Solution to Exercise 1
Exercise 2. Using the values from Exercise 1, compute the probability of default (under the risk-neutral measure) and the credit spread.
Solution to Exercise 2
The risk-neutral default probability is \(\mathbb{P}^*(\text{default}) = \mathcal{N}(-d_2) = \Phi(-0.8874) \approx 0.1874 = 18.74\%\).
The debt value is \(D_0 = D\,e^{-rT}\,\mathcal{N}(d_2) + V_0\,\mathcal{N}(-d_1) = 80\,e^{-0.03}\Phi(0.8874) + 100\,\Phi(-1.1374)\).
\(D_0 = 77.63 \times 0.8126 + 100 \times 0.1277 = 63.09 + 12.77 = \$75.86M\).
The credit spread is \(s = -\ln(D_0/(D\,e^{-rT}))/T = -\ln(75.86/77.63) = -\ln(0.9772) = 0.0230 = 2.30\%\).
Exercise 3. Explain the main limitation of the Merton model regarding short-term default prediction.
Solution to Exercise 3
In the Merton model, default can only occur at debt maturity \(T\) (when \(V_T < D\)). The model produces near-zero credit spreads for short maturities because asset values follow a continuous diffusion -- the probability of \(V\) dropping below \(D\) in a short time is negligible (the firm is currently solvent with \(V_0 > D\)). This contradicts market observation, where even short-dated CDS spreads for investment-grade firms are nonzero. Extensions like the first-passage model (Black-Cox), which allows default at any time when \(V\) hits a barrier, address this by producing positive short-term spreads.
Exercise 4. In the Merton model, how does increasing asset volatility \(\sigma_V\) affect equity value and credit spread simultaneously?
Solution to Exercise 4
Since equity is a call option on assets, increasing \(\sigma_V\) increases equity value (options benefit from volatility). Simultaneously, the probability of default \(\mathcal{N}(-d_2)\) increases because higher volatility makes it more likely that \(V_T < D\). This increases the credit spread.

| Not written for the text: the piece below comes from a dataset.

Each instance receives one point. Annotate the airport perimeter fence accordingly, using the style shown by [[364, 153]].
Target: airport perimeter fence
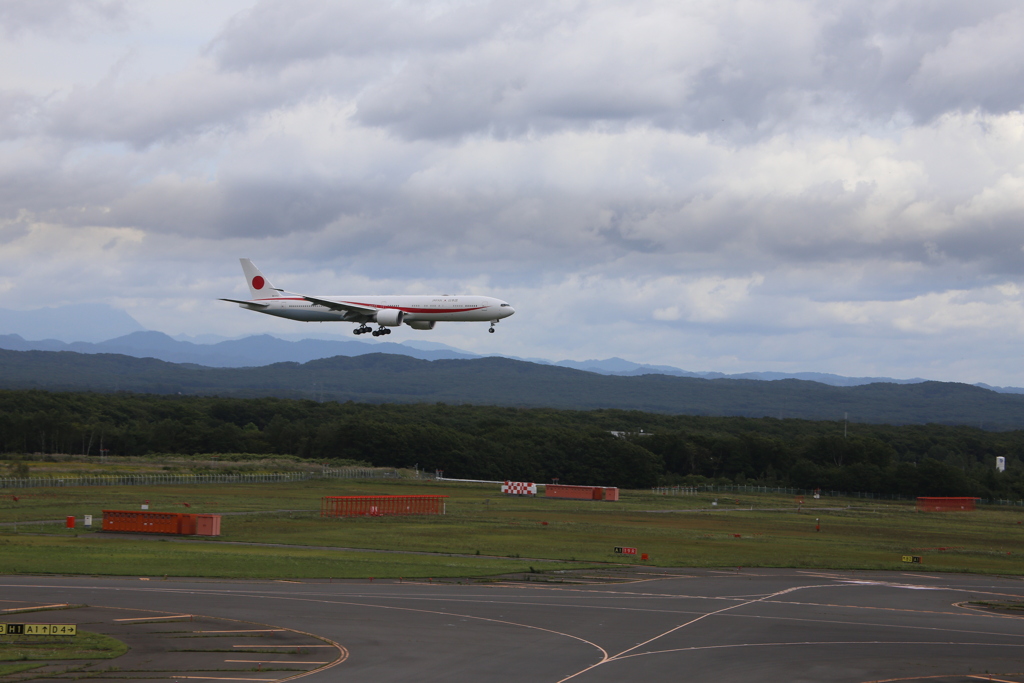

The wealth transfer effect: higher volatility transfers value from debtholders to equityholders. Debtholders face more downside risk, while equityholders benefit from the upside. This is why equity markets may react positively to risk-increasing strategies while credit markets react negatively -- a phenomenon captured by the Merton model.